Indoor millimeter wave signal enhancement method and system

technical field

The present invention relates to the field of microwave and millimeter wave technologies, in particular to an indoor millimeter wave signal enhancement method and system.

Background technique

In cities with high-rise buildings or remote mountainous areas surrounded by mountains, due to the line-of-sight propagation characteristics of wireless signals and the shielding effect of buildings, some closed buildings such as hotels, office buildings, subways and tunnels cannot effectively receive signals. Indoor signal shadows and blind spots cannot be avoided. Especially in the near future, with the increase of wireless terminal users, the demand for the network will inevitably increase, resulting in the shortage of spectrum resources, and the application of the millimeter wave frequency band will become more and more popular.

However, the penetrating power of the millimeter wave signal is poor, and it is more difficult for the indoor signal strength to meet the receiving index requirements of the wireless terminal equipment, which makes the indoor equipment unable to work. In order to enhance indoor millimeter-wave signals so that people can use various wireless terminal devices more conveniently, a millimeter-wave signal enhancement device with simple structure and easy implementation is urgently needed.

Contents of the invention

The purpose of the present invention is to provide an indoor millimeter wave signal enhancement method and system to overcome the shortcomings in the prior art.

In order to achieve the purpose of the above invention, the present invention provides an indoor millimeter wave signal enhancement method, which includes the following steps:

S1. Adjust the maximum radiation direction of the receiving antenna to point to the outdoor millimeter wave signal source;

S2. The receiving antenna transmits the received outdoor millimeter wave signal to the low noise amplification module;

S3. The millimeter-wave signal amplified by the low-noise amplification module is transmitted to a transmitting antenna, and then radiated to an indoor area by the transmitting antenna.

As an improvement of the indoor millimeter wave signal enhancement method of the present invention, the indoor millimeter wave signal enhancement method also includes the step of installing the receiving antenna:

The receiving antenna is arranged outside the building, and the ground of the receiving antenna is connected with the glass of the building by bonding.

As an improvement of the indoor millimeter wave signal enhancement method of the present invention, the indoor millimeter wave signal enhancement method also includes the installation step of the transmitting antenna:

The transmitting antenna is arranged outside the building, and the radiating surface of the transmitting antenna is connected with the glass of the building by bonding.
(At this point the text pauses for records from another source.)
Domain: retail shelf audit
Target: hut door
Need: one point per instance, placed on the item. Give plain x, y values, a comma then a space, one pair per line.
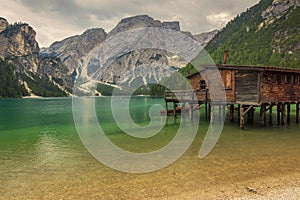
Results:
247, 86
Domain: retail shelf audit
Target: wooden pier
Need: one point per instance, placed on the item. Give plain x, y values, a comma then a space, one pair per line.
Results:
247, 88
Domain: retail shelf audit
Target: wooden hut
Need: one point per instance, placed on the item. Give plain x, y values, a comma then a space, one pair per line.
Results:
249, 87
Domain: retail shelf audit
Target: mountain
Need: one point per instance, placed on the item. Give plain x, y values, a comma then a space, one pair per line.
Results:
27, 70
72, 49
20, 64
266, 34
131, 68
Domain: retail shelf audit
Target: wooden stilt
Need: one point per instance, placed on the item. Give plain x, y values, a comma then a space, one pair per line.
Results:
278, 113
231, 112
242, 119
283, 114
224, 111
263, 115
288, 108
252, 115
167, 106
249, 116
206, 110
211, 113
239, 112
297, 113
174, 109
270, 114
220, 112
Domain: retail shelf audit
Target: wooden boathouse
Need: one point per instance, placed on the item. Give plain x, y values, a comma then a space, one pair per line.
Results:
246, 87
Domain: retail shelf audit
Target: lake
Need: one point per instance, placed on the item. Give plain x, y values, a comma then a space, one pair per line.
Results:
42, 156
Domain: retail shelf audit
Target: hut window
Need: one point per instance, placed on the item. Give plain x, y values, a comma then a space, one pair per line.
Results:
279, 79
265, 78
202, 85
292, 77
227, 81
285, 78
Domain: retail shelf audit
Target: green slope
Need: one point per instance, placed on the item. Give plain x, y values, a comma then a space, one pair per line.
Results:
275, 44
In order to achieve the purpose of the above invention, the present invention provides an indoor millimeter-wave signal enhancement system, which includes: a receiving antenna, a low-noise amplification module, and a transmitting antenna;

The receiving area of the receiving antenna completely covers the outdoor millimeter-wave signal source, and the receiving antenna transmits signals with the low-noise amplifier module. The low-noise amplifier module includes a low-noise amplifier and a frequency-selective filter. The transmitting area completely covers the indoor area, the transmitting antenna and the low-noise amplifier module transmit signals, and the outdoor millimeter-wave signal received by the receiving antenna is amplified by the low-noise amplifier module and radiated to the indoor area through the transmitting antenna .

As an improvement to the indoor millimeter-wave signal enhancement system of the present invention, the receiving antenna is located outdoors, and the ground of the receiving antenna is connected to the glass of the building by bonding.
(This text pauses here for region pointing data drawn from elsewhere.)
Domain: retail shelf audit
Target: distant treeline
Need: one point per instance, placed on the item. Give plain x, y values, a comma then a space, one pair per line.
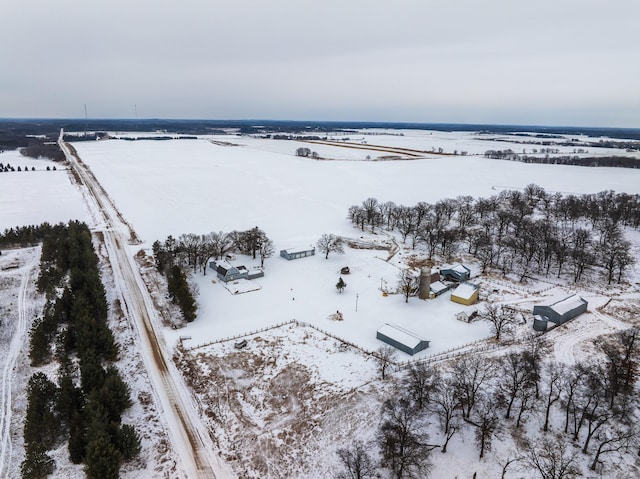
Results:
202, 127
621, 145
38, 149
575, 160
83, 402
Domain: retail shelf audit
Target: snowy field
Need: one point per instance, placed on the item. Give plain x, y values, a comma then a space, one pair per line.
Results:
33, 197
195, 186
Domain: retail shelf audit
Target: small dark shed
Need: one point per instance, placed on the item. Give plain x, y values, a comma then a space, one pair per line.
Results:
455, 272
401, 339
559, 312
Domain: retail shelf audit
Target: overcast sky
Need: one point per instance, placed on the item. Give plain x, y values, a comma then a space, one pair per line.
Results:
542, 62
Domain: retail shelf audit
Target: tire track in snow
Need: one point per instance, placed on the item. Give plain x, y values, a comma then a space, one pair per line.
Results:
15, 349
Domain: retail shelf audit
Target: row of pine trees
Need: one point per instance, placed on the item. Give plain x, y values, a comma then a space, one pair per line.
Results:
83, 405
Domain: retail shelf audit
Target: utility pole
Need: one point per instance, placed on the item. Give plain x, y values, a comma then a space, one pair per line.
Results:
86, 120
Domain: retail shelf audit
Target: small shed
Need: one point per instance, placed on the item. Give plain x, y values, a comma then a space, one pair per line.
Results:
455, 272
295, 253
466, 293
559, 312
401, 339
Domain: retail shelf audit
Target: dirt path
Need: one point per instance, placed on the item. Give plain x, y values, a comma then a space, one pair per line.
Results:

As an improvement of the indoor millimeter wave signal enhancement system of the present invention, the receiving antenna is one of an omnidirectional antenna, a directional antenna and an adaptive antenna.

As an improvement of the indoor millimeter wave signal enhancement system of the present invention, when the outdoor millimeter wave signal source is a single and fixed signal source, the receiving antenna is a directional antenna.

As an improvement of the indoor millimeter-wave signal enhancement system of the present invention, when there are multiple outdoor millimeter-wave signal sources and the signal sources move in real time, the receiving antenna is an omnidirectional antenna.

As an improvement to the indoor millimeter wave signal enhancement system of the present invention, the transmitting antenna is located outdoors, and the radiation surface of the transmitting antenna is connected to the glass of the building by bonding.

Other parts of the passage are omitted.